Guest Columnist Scott Burger
Space exploration is something our species needs to master in order to make it in this big, deadly universe in which we live. The illustrious Stephen Hawking, as well as many other scientists, have remarked time and again that humanity needs to spread out into space if we want to survive past the lifetime of our star.
At present, we’re only making baby steps toward such a challenge. We have already figured out how to land people on the moon and return them safely. We have a permanent orbiting space station to boot. NASA had planned to build a base on the moon as a kind of jumping-off point to help astronauts get to Mars, since it is more cost-effective to build a rocket in space and launch it from the moon than to launch from the Earth directly to Mars.
However, a recent presidential space panel had been tossing around ideas directly challenging the moon base plan. Building a structurally sound edifice is especially hard and costly, but building one on the moon is pretty much out of the question if you are not going all in on the gamble.
Science news headlines in the past week have been buzzing with news that water has been found on the surface of the moon and that it fluctuates during the lunar day. Early in the lunar morning, a kind of “moon dew” accretes and is easily seen by our satellites in orbit. As the sun rises, it evaporates away. This discovery has been getting a great deal of press because it could provide a means of allowing astronauts to mine said water (about a liter’s worth of water per cubic meter of moon rock, or a quart per cubic yard) for a moon base.

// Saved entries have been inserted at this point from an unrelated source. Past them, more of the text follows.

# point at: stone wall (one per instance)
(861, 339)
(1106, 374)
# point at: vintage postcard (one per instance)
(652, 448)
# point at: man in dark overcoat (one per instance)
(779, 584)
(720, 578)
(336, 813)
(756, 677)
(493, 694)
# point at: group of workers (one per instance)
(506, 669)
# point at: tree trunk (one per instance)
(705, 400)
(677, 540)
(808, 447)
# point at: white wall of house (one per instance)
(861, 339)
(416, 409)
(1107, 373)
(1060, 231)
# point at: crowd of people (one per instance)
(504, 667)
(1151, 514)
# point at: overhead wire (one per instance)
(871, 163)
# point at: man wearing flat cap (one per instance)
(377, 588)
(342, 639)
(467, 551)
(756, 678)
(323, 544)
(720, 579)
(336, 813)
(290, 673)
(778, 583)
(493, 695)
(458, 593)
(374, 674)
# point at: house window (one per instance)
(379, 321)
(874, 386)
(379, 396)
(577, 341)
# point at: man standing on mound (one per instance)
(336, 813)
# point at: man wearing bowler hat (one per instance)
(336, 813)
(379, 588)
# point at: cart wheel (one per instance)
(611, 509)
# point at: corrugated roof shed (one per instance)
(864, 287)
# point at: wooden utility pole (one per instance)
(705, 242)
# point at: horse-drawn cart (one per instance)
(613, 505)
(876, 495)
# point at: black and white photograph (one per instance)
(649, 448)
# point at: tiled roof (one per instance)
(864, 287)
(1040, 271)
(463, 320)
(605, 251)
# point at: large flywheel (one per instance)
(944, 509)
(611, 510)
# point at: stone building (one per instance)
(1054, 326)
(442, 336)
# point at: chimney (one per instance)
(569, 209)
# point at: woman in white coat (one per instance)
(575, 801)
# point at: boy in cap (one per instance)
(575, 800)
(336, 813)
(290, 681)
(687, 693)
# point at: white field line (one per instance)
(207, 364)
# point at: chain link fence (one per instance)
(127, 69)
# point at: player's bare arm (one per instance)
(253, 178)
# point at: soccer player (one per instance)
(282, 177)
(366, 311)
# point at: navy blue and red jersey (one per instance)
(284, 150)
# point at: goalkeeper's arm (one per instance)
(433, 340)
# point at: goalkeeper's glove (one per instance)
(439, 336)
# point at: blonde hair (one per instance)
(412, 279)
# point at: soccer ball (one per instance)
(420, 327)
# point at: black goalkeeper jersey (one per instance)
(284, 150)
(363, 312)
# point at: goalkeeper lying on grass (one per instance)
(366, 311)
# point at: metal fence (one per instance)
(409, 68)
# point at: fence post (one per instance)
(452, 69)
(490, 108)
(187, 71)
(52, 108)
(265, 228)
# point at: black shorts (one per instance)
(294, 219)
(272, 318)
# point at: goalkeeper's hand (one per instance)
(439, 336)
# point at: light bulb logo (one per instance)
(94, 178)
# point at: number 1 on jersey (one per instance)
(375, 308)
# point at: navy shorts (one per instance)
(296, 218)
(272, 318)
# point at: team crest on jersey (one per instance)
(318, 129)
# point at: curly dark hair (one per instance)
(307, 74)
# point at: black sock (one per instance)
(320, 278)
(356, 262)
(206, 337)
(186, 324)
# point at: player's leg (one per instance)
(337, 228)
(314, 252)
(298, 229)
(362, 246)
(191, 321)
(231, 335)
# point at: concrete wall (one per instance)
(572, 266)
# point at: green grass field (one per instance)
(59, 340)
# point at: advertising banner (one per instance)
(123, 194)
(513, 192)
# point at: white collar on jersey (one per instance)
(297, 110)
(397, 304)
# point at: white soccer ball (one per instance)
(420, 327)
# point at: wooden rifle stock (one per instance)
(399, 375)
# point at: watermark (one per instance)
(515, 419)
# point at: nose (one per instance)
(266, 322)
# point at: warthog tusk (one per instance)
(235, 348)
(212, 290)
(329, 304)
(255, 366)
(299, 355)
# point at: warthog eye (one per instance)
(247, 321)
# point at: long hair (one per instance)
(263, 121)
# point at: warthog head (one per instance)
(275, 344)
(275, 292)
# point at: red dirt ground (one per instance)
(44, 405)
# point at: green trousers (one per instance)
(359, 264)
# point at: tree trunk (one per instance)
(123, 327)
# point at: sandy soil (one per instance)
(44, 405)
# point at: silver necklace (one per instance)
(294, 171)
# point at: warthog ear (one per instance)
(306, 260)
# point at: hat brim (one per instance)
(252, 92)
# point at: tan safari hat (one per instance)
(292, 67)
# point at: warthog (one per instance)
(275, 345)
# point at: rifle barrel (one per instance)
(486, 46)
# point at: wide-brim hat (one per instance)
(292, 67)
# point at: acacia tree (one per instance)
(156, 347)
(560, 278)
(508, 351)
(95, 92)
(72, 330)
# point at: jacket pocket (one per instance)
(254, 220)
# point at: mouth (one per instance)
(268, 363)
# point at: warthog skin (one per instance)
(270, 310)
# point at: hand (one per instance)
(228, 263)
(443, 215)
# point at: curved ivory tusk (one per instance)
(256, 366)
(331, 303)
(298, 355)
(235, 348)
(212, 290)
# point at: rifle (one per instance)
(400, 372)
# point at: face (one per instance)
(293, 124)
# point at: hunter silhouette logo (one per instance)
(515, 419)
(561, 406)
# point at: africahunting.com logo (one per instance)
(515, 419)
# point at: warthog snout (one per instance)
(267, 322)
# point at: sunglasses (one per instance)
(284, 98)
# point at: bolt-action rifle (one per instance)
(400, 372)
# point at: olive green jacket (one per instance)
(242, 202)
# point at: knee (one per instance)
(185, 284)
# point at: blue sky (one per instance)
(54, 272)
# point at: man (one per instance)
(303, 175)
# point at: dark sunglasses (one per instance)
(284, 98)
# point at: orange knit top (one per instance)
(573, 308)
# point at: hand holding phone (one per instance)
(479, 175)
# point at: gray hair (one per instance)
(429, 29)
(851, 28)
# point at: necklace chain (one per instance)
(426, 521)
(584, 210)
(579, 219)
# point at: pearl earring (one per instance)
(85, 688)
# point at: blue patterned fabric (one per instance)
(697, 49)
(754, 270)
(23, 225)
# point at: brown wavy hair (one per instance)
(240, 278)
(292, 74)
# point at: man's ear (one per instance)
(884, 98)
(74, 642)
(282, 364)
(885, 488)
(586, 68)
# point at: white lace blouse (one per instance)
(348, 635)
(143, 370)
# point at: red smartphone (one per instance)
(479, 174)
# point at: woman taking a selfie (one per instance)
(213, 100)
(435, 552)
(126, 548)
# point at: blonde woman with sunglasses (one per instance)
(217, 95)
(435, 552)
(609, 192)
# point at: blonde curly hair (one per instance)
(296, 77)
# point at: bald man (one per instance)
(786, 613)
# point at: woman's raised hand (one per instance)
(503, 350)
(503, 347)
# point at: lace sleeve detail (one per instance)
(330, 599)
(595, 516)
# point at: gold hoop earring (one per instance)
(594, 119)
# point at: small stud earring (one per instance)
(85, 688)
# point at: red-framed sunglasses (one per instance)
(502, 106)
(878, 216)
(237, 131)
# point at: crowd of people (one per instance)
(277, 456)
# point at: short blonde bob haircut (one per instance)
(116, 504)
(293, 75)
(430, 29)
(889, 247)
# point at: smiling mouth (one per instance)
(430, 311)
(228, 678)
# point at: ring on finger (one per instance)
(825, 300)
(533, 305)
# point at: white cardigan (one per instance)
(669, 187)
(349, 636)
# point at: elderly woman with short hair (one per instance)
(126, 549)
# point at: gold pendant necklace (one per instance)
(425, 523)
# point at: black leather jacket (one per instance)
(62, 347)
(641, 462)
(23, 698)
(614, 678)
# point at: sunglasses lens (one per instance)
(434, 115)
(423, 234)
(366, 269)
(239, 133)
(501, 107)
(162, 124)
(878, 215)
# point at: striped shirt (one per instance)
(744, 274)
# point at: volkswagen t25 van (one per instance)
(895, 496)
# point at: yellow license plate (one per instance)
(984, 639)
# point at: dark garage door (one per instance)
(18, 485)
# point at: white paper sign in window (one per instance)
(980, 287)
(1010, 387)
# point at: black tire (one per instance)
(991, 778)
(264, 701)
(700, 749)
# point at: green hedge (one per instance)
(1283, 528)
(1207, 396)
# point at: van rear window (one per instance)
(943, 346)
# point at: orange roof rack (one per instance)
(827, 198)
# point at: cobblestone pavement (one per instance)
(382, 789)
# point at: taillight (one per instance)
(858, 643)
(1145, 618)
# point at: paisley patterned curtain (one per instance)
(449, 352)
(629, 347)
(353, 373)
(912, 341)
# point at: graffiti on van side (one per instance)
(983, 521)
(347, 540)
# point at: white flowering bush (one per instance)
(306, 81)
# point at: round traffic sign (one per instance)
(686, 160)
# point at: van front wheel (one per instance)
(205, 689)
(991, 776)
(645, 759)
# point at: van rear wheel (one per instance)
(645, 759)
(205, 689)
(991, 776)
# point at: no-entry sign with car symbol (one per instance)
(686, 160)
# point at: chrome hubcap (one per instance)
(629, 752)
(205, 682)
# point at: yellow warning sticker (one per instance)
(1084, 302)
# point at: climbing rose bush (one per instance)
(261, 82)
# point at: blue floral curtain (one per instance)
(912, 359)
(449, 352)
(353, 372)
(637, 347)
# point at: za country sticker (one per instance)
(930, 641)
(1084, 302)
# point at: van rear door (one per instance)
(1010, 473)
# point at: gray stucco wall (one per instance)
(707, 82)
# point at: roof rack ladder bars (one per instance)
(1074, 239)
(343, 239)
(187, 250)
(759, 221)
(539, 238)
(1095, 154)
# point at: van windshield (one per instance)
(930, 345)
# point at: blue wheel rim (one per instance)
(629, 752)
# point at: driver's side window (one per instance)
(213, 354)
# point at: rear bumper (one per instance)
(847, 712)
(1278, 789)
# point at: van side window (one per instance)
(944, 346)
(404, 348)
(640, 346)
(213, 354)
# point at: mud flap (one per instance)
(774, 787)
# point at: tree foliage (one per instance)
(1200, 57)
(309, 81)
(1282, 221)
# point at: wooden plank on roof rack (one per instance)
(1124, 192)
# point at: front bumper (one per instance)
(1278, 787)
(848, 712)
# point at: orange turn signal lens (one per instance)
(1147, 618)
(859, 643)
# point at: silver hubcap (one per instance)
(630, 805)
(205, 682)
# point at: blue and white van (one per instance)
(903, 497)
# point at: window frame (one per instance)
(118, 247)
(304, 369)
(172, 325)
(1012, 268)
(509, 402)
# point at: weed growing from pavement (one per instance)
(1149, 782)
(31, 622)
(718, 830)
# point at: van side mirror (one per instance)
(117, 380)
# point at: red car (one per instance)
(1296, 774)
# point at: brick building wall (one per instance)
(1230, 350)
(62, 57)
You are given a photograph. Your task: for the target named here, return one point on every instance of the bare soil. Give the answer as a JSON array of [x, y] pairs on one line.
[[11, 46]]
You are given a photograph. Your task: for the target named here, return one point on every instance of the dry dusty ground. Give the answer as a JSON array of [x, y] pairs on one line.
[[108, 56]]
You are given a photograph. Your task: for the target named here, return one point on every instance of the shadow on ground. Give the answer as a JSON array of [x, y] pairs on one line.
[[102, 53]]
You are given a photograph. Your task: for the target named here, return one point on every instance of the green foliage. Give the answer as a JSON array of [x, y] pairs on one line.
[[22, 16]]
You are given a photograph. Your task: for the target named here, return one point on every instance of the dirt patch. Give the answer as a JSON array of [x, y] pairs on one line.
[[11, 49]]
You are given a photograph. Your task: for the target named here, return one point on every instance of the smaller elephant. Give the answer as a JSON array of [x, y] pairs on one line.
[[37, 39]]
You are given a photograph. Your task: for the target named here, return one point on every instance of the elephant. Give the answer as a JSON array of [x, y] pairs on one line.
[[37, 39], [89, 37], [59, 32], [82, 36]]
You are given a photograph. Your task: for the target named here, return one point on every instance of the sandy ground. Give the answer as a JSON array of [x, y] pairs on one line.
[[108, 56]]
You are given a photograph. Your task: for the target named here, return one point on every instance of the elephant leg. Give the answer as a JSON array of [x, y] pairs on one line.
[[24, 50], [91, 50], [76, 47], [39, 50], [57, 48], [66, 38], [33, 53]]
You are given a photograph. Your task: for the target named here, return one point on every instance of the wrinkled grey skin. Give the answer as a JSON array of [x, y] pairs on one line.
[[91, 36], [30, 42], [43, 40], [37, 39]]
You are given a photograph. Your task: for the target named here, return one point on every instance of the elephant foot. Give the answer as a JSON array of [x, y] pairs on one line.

Instead of pouring tons and tons of money into a shaky and potentially unsound moon-to-Mars mission right now, we should first try hunting for alien life in our own solar system. Two moons in particular (Europa in orbit around Jupiter and Enceladus around Saturn) may prove to be far more exciting places than Mars in terms of hunting for alien life, as they both boast more subsurface water than all the oceans on our planet combined. If NASA green lights one kind of avenue of space exploration for the next half-century, the world will watch in awe as we set someone down on a rusty red surface. In the other, we have the chance to hunt for things like alien sea life. If we are to be a cosmic civilization at some point, then it would probably pay off to meet our neighbors before landing in their backyard unannounced, over-budgeted and ultimately forgotten.